Experimental data description
The HS data used in this paper contain three categories—HFrEF, HFpEF and normal. The HS signals of HF patients were acquired from University-Town Hospital of Chongqing Medical University using the HS acquisition system (Patent No.: CN2013093000306700) with the sampling frequency at 11,025 Hz. HF samples were collected from 42 HFrEF and 66 HFpEF patients, respectively. Moreover, all the patients of HFrEF and HFpEF were diagnosed and confirmed by the cardiologists. All patients signed informed consent forms before participating this study, and this study has been ratified by Ethical Commission Chongqing University. The normal HS was obtained from the PhysioNet/Computing in Cardiology Challenge 2016. It contains nine databases from different research groups, and all recordings in the dataset were resampled to 2000 Hz.
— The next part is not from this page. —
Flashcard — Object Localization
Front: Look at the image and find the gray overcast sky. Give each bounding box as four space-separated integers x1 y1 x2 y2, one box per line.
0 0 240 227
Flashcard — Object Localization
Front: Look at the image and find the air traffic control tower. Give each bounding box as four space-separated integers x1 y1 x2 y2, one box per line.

The dataset includes 2435 normal HS recordings collected from 1297 healthy subjects. Details of the dataset can be referenced in [36, 37]. In this paper, 1286 recordings were randomly selected as the normal group.
Signal preprocessing
HS preprocessing is an essential part to achieve a good identification performance. In this study, the preprocessing includes three steps introduced as follows.
Resampling
In general, HS mainly comprises two components: the first HS (S1) and the second HS (S2). S1 is the transient low-frequency acoustic signals, which is mainly between among 10 and 200 Hz, produced by the vibrations of heart chambers, heart valves and blood in systolic. S2 is produced at the end of systole, following the closure of semilunar valves about aortic and pulmonary [27, 38]. S2 has a higher-pitch than S1, with its frequency range between 20 and 250 Hz [39]. Since the original sampling frequency may cause high computational cost, all recordings are down-sampled at 600 Hz in accordance with Nyquist Sampling Theorem.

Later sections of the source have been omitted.